The explosion of the COVID-19 epidemic had significantly affected the credit growth target of 2020.
Adverse credit because of the epidemic
In recent years, credit often increased since the first months of the year, even though the increase was not high due to the impact of the Tet holiday. However, this year witnessed the opposite when credit growth was negative in the first two months of this year.
Nguyen Quoc Hung, director of the Credit Department of all economic sectors under the State Bank of Vietnam (SBV), said that as of February 7, 2020, the credit balance of the whole economy reached 8.164561 quadrillion dong, declined by 0.38 percent compared to the end of 2019 and by 0.47 percent compared to the end of the previous month. In particular, the credit debt balance decreased mainly in some sectors that were greatly affected by the COVID-19 epidemic, such as processing and manufacturing industries accounted for 16.48 percent of the gross domestic product (GDP), and accounted for 14.52 percent of the total balance of the economy; followed by agriculture, forestry and fishery, accounting for 13.96 percent GDP and 8.74 percent of the total outstanding loans of the economy.

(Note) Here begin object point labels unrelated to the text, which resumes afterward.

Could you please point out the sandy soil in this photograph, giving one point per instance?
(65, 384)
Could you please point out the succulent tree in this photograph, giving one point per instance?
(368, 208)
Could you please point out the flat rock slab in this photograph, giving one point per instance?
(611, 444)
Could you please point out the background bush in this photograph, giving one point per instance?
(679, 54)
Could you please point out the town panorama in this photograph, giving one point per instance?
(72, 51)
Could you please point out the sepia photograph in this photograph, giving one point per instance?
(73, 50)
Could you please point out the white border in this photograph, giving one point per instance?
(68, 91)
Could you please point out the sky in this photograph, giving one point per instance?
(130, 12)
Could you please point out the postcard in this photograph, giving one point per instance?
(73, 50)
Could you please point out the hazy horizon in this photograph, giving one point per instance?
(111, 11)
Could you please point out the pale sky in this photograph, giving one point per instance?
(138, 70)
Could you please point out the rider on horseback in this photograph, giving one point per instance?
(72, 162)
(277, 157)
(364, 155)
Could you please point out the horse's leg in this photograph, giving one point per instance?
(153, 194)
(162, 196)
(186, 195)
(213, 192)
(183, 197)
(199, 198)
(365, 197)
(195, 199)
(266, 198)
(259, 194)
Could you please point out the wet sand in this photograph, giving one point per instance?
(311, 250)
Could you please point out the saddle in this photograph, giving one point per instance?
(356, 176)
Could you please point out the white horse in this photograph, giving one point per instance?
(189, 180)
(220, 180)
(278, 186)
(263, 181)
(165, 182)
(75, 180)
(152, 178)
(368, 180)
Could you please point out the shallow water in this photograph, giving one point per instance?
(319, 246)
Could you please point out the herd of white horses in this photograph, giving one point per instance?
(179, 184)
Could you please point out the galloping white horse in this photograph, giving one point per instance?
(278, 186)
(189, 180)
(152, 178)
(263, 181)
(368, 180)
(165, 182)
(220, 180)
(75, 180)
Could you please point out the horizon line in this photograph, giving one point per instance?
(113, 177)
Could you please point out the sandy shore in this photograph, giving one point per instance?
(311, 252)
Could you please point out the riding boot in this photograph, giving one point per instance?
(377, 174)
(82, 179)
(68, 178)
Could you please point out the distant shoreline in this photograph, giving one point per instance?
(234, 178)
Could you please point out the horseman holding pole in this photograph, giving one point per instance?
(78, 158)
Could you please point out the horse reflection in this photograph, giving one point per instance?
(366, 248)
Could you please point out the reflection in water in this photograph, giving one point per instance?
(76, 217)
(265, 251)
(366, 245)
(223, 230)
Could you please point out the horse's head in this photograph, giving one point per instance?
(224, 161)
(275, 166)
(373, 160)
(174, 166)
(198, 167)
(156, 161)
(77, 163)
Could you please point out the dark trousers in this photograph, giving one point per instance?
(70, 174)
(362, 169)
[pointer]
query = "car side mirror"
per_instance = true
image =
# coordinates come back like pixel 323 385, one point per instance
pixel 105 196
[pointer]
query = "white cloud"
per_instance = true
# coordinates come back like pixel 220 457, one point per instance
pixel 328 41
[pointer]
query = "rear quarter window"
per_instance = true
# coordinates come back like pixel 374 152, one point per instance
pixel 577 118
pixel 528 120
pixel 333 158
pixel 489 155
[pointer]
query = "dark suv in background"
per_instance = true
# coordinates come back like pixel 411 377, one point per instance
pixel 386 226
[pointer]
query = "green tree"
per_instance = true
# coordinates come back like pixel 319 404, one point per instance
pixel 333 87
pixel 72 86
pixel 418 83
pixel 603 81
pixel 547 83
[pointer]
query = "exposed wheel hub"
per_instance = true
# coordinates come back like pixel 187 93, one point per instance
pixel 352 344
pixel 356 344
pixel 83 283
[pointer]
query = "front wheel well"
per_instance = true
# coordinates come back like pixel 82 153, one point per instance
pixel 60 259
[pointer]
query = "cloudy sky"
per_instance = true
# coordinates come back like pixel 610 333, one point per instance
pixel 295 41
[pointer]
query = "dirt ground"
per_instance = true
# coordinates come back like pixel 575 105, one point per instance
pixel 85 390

Many economists also identified that the COVID-19 epidemic was complicated, causing negative impacts on production and business activities and people’s life. Almost all economic sectors were affected by the plague, including areas having immediate and significant effects, such as tourism, aviation, agricultural product export, etc.
Even the industrial manufacturing sector was also affected significantly when many businesses of textiles, footwear, electronics were heavily dependent on raw materials and components imported from China. According to data from the general Department of Customs, in Vietnam’s total import turnover of $253 billion in 2019, only $75 billion was imported from China. In particular, machinery, equipment, tools and spare parts imported from China to serve industrial production reached $14.9 billion. The group of cotton goods, textile fibers, fabrics, raw materials for the textile, footwear industry were imported from China with a value of 11.52 billion USD.
Speaking at a recent meeting of the Ministry of Industry and Trade, Truong Thanh Hoai, director of the Department of Industry, also acknowledged that Vietnam’s manufacturing and processing industries were currently heavily dependent on the supply of raw materials and components imported from China and other countries, which was affected by the epidemic (Korea, Japan), for production. In particular, one of the industries most affected was the electronics industry. Currently, electronic enterprises only had enough spare parts and accessories for production in the middle to the end of March 2020.
Obviously, when the production and export area delayed, it would affect the revenue and cash flow of the debt payment of businesses, so the credit demand would also decrease.
Credit targets should not be adjusted
Recently, SBV issued Document 1117/NHNN-TD asking credit institutions to proactively grasp the situation of production and business, review and assess the extent of damage and influence of customers who borrowed capital due to the COVID-19 epidemic to carry out these following actions, including restructuring repayment term; interest rate exemption and reduction; temporarily keeping the debt group for customers for debts affected by service; lending new loans to customers following regulations to stabilise production and business.
Commenting on these supportive measures of the SBV, experts said that the rescheduling and maintenance of the debt group, interest rate exemption and reduction were very practical for the affected businesses. Because production and export areas delayed, companies did not have the revenue to pay debt and interest.
In particular, allowing the debt group to remain in debt affected by the epidemic would halt the increase in the bad debt of banks, thereby encouraging banks to support more actively for businesses. As for businesses, keeping the debt group would help enterprises not to pay interest on overdue penalties and not reduce credit scores.
However, the requirement that banks continued to provide new loans did not have much effect because both banks and businesses were hesitant. Banks would undoubtedly have to carefully consider new loans to firms facing difficulties in production and marketing if they did not want to face the risk of bad debts. As for businesses, in the context of production and export areas facing many difficulties, they would certainly did not dare to borrow more.
In the preliminary evaluation report of the impact of the COVID-19 epidemic on the world and Vietnam economy recently published, Can Van Luc and the author of the Joint Stock Commercial Bank for Investment and Development of Vietnam (BIDV) Training & Research Institute forecasted that this disease could cause a decline in credit demand due to lower credit demand of businesses and households, especially in Q1/2020 and Q2/2020.
That fact was threatening the target of 14 percent credit growth this year. However, according to a banking expert, it was not necessary to adjust the credit growth target. Firstly, the government had not altered the socio-economic goals of this year, so the credit growth target had not been modified.
Secondly, the disease was only of a short-term nature. After the epidemic, all economic activities would return to normal, and even businesses would work more urgently to make up for the previous stagnant days, leading to an increase in credit demand.